Immediately the government announced its intentions there was an outcry from scientists and psychologists. The government responded that the ban is needed to protect ordinary people and those people who are complaining, will if suitable, be able to apply for permits once the legislation is passed, so they shouldn't worry about it at the moment.
It was pointed out to the Minister that such a blanket ban might have unintended repercussions. For instance, coffee and tea drinkers would have to apply for permits, as would anyone drinking alcohol. If the list of substances requiring permits is to be interpreted broadly, it will also include such commonly used 'psycho-active substances" as chocolate, aspirin, sleeping tablets and a long list of other substances that make a person feel good or happy.
The Minister declined to discuss the implications of the interpretation of "psycho-active" until the legislation is in place. He said "Such minor problems as to what a few unusual words mean can be sorted out when the ban is actually in and working." He added "Most people know what we mean by the word and will do what we want and obey the law without question." He refused to discuss such "shilly-shallying with words" as he called it. He said "It will all be sorted out later. Leave it to us, we know what we mean the legislation to achieve and that's all that matters. It is not the place of ordinary people to question the government's intentions"

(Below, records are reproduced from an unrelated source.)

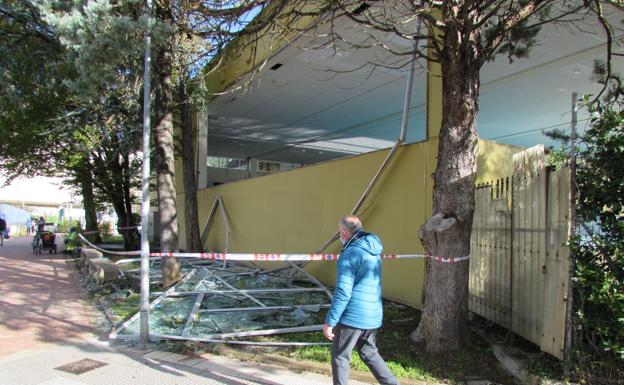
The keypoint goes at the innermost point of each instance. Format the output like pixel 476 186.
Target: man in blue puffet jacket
pixel 356 311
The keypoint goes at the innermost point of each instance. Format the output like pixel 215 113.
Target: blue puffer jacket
pixel 357 297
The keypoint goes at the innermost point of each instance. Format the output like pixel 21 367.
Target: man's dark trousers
pixel 345 339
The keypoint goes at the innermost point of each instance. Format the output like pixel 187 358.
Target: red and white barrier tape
pixel 274 257
pixel 294 257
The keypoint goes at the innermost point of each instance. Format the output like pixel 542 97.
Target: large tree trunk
pixel 88 201
pixel 444 325
pixel 163 135
pixel 193 242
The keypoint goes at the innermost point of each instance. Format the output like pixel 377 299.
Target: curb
pixel 514 365
pixel 271 359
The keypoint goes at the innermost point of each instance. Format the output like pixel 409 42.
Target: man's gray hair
pixel 351 223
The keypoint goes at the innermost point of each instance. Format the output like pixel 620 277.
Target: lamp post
pixel 144 305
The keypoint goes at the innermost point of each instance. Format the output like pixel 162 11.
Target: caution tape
pixel 273 257
pixel 295 257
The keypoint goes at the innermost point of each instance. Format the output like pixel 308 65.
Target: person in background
pixel 356 311
pixel 2 230
pixel 40 225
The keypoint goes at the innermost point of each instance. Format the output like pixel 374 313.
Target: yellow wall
pixel 297 211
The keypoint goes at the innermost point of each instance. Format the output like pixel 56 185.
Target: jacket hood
pixel 368 242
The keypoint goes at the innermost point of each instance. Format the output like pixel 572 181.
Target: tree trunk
pixel 193 242
pixel 444 325
pixel 88 202
pixel 163 136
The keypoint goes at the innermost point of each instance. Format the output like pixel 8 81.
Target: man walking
pixel 356 311
pixel 2 230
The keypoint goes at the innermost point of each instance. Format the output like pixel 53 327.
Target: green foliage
pixel 599 245
pixel 105 228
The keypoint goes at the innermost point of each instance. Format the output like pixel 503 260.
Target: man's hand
pixel 329 332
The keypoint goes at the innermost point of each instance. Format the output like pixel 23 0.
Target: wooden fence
pixel 519 263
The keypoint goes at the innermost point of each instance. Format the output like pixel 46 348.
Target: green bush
pixel 598 246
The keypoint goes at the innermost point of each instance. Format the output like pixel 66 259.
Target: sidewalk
pixel 46 337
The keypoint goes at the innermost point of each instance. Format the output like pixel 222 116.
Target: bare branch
pixel 530 8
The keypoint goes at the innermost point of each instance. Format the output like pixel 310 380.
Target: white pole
pixel 144 305
pixel 569 335
pixel 408 87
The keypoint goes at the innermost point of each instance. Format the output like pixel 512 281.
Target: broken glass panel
pixel 219 300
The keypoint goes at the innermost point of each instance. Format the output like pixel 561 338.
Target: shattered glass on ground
pixel 217 301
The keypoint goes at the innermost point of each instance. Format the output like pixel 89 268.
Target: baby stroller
pixel 45 240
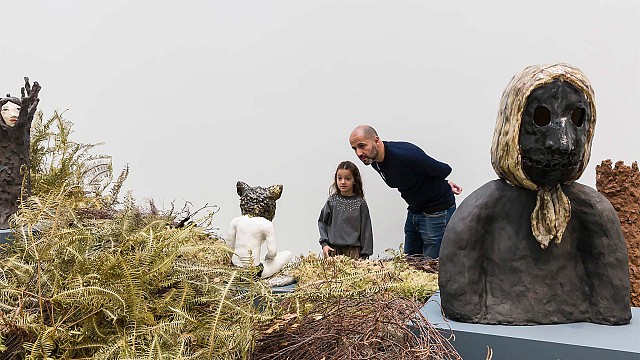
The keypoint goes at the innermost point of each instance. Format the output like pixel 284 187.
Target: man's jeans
pixel 423 232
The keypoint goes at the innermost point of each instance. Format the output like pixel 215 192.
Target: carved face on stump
pixel 258 201
pixel 553 133
pixel 9 110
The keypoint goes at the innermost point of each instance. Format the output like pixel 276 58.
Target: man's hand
pixel 327 250
pixel 457 190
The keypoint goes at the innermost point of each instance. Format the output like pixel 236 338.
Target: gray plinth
pixel 540 342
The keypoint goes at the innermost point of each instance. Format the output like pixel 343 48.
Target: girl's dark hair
pixel 357 180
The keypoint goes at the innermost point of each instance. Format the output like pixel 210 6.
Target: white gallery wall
pixel 197 95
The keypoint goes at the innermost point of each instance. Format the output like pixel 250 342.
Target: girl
pixel 344 223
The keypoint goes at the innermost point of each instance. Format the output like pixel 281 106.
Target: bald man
pixel 421 181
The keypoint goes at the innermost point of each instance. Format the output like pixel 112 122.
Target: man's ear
pixel 275 191
pixel 241 188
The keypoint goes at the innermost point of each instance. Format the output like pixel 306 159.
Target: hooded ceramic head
pixel 542 139
pixel 258 201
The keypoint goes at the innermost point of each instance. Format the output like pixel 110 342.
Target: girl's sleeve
pixel 366 233
pixel 323 222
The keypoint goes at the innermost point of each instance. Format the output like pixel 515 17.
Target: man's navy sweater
pixel 420 179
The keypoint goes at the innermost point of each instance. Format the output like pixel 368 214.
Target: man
pixel 421 181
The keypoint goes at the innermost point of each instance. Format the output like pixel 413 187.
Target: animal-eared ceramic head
pixel 258 201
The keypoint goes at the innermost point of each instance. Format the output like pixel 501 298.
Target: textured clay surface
pixel 621 185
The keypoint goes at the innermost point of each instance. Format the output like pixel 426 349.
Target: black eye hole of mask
pixel 577 116
pixel 542 116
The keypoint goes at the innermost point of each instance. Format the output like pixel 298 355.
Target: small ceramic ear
pixel 241 187
pixel 275 191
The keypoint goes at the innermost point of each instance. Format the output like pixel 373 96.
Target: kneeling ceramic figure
pixel 248 232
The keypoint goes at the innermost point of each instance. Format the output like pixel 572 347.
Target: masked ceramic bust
pixel 534 246
pixel 247 233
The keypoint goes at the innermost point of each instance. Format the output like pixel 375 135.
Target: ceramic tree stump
pixel 17 115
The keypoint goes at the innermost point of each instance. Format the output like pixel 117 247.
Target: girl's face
pixel 10 112
pixel 344 180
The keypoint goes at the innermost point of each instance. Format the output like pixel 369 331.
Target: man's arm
pixel 418 159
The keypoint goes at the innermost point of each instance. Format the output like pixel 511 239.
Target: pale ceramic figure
pixel 10 112
pixel 247 233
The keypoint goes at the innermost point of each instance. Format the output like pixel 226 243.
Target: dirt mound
pixel 621 185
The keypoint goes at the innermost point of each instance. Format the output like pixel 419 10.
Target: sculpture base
pixel 540 342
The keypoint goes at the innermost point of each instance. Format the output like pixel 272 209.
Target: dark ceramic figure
pixel 17 115
pixel 534 247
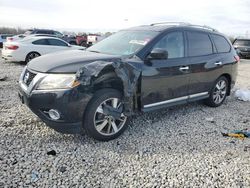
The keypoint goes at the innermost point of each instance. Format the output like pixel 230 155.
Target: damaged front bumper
pixel 70 104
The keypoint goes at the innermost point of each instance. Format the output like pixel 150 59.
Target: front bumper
pixel 71 104
pixel 244 54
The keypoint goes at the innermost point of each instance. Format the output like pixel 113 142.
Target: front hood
pixel 67 61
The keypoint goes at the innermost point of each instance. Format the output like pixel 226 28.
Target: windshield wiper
pixel 94 51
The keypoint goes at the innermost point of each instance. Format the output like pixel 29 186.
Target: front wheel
pixel 218 93
pixel 104 119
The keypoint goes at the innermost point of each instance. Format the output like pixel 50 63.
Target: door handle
pixel 218 63
pixel 184 68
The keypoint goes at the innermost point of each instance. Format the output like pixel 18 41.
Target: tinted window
pixel 44 32
pixel 173 44
pixel 40 42
pixel 199 44
pixel 58 33
pixel 242 42
pixel 221 44
pixel 55 42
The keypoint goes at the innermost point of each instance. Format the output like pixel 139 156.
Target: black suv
pixel 139 69
pixel 242 47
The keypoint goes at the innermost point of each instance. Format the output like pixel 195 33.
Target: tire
pixel 30 56
pixel 101 125
pixel 218 93
pixel 84 44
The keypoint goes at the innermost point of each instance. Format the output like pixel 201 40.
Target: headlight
pixel 58 81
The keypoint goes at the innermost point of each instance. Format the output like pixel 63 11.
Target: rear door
pixel 204 63
pixel 165 82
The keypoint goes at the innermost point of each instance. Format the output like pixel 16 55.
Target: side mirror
pixel 158 53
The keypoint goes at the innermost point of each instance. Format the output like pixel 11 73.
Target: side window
pixel 40 42
pixel 199 44
pixel 221 44
pixel 173 43
pixel 55 42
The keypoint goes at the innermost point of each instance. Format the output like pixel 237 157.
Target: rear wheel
pixel 104 119
pixel 218 93
pixel 31 56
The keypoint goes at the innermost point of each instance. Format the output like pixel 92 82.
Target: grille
pixel 28 77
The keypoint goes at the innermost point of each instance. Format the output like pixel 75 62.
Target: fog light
pixel 54 114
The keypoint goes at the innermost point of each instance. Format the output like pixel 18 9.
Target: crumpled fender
pixel 125 71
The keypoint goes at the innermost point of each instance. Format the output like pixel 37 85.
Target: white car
pixel 32 47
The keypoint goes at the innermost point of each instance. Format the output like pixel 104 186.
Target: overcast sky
pixel 228 16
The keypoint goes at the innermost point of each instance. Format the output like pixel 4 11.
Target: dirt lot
pixel 177 147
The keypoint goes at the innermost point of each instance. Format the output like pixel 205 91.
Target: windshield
pixel 242 42
pixel 123 42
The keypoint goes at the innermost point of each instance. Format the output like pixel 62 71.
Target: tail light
pixel 237 58
pixel 11 47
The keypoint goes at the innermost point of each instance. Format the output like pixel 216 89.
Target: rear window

Dr Alan Jones, Professor of Law at Nationwide University said that such legislation is very controversial and many people are concerned about how it would work. There is also concern amongst legal practitioners that leaving the definition of 'psycho-active' so broad might impinge on other person's civil rights. He added "If as has been suggested, 'psycho-active' could include common substances such as chocolate, then there is a great need to be careful and to define the word carefully." He added that all Law practitioners will be watching closely and expecting a lot of work on arrests under the new laws.
The issue of substance control, and what governments can and should do about it, is currently troubling and controversial to many people. The British government is said to be in the process of composing legislation similar to the Australian, and other governments are actively considering bringing in legislation to control psycho-active drugs.